At the height of the streaming wars in the last few years of the 2010s, the mania to develop new content was so great that one man, Zachary Joseph Horwitz, leveraged the hype to swindle $650 million out of investors.
Horwitz, whose stage name is Zach Avery, is an aspiring actor who has a dozen or so film credits to his name — most notably 2020’s Last Moment of Clarity alongside Succession actor Brian Cox, which wasn’t exactly a hit. However, the $6 million home he purchased in Beverlywood, the neighborhood just south of Beverly Hills, was purchased with the money he schemed out of five investor groups and more than 250 people, promising big gains.
And on Monday, Horwitz was sentenced to 20 years in prison for essentially running a Ponzi scheme. U.S. District Judge Mark C. Scarsi, who delivered the sentence, also ordered Horwitz to pay back a whopping sum of $230,361,884 that he kept from the scheme, according to NBC News.
Horwitz defrauded his investors by claiming that he could buy movie rights from producers and turn them into easy cash by selling the rights to HBO, Netflix, and Sony Pictures Entertainment. To gain trust, he produced fraudulent documents, including agreements to hand over the rights to his firm, and promised as much as 45 percent in returns. But unfortunately, the 35-year-old actor used his newest cash investments to make those payments to earlier investors, including interest.

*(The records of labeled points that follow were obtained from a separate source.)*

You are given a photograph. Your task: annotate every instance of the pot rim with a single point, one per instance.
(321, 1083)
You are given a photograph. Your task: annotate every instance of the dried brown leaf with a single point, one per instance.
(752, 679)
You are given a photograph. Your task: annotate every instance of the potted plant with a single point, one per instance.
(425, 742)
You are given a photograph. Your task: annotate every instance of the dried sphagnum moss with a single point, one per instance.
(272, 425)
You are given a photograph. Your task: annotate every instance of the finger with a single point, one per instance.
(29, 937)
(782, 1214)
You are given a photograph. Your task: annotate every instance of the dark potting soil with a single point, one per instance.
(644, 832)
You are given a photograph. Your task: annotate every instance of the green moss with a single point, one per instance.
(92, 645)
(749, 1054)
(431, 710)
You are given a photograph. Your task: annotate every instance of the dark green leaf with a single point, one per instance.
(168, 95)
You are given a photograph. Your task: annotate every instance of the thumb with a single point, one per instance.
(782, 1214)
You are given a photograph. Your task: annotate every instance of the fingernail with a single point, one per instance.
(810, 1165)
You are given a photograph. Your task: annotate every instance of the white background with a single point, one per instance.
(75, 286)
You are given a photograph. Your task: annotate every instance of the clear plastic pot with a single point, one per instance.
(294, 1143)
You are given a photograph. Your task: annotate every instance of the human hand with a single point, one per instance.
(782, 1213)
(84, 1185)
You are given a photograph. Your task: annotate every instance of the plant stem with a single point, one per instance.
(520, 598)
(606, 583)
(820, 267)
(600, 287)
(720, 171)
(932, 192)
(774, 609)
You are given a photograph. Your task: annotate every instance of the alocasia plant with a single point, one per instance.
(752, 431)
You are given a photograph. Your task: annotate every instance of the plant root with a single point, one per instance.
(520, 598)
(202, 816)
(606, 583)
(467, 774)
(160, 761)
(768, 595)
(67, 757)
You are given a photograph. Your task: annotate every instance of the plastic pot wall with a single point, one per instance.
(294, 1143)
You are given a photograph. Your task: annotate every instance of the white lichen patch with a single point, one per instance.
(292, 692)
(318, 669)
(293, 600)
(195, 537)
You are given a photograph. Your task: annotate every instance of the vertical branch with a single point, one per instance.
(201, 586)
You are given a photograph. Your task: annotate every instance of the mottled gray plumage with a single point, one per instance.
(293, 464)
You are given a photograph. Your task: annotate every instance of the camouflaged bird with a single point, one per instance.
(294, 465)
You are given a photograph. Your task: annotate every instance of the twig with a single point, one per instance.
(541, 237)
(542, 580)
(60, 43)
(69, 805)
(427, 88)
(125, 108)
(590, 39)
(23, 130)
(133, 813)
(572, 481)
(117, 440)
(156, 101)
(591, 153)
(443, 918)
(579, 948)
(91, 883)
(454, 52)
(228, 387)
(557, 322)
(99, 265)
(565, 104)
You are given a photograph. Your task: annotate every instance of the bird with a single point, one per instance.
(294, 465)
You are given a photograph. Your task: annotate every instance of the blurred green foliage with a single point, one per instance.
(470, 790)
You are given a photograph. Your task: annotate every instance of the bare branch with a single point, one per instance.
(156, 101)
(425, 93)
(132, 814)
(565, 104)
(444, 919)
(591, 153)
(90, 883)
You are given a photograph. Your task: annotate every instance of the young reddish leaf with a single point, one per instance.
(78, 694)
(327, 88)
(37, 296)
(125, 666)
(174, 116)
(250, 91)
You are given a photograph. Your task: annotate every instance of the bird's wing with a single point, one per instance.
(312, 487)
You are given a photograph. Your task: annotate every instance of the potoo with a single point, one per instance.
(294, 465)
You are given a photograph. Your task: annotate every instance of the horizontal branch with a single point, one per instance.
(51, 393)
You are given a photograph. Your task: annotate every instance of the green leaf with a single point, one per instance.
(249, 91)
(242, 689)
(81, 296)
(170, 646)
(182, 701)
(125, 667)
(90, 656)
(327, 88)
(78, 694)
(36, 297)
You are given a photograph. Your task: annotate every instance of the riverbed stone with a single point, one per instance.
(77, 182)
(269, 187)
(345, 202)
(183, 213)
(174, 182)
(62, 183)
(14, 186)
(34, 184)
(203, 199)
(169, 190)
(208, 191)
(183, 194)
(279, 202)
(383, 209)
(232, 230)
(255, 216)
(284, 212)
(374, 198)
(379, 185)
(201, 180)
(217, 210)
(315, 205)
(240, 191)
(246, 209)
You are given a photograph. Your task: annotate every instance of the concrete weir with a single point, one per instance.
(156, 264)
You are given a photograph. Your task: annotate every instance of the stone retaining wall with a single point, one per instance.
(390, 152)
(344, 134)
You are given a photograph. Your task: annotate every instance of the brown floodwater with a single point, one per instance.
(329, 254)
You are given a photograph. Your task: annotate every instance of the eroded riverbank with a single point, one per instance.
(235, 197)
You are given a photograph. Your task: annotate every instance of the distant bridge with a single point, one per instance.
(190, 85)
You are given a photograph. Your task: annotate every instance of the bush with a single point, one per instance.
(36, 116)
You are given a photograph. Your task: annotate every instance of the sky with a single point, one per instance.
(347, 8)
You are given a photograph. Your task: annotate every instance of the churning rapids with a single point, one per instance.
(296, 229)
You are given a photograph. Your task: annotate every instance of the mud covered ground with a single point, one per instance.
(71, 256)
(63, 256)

In 2013 he set up a firm called 1inMM Capital LLC, ostensibly to buy the rights to English-language movies and sell them to major media companies for streaming in Latin America, FBI Special Agent John Verrastro said in an affidavit last year.
The scam started the next year, prosecutors said.
Horwitz pitched his targets on a single title, sometimes getting $1 million or more from each victim and then later updating victims on its progress, Verrastro said.
Horwitz would sometimes even send bottles of Johnnie Walker Blue Label to investors, along with copies of his 2015 annual report. He also claimed that not a single one of his deals had ever lost money and that he had “strategic partnerships” in place with the streaming giants — which of course, turned out to be nothing but lies.
Everything came to a head in 2019 when some of his investors started complaining that he was defaulting on payments. According to the affidavit, “Horwitz responded by sending fake emails from the likes of HBO with reasons for cash flow issues, including updated ‘payment cycles.'”
The scheme was finally shut down in April when Horwitz was arrested, but even his sentence is unlikely to appease the investors he scammed. One group alone is still owed $160 million in back payments.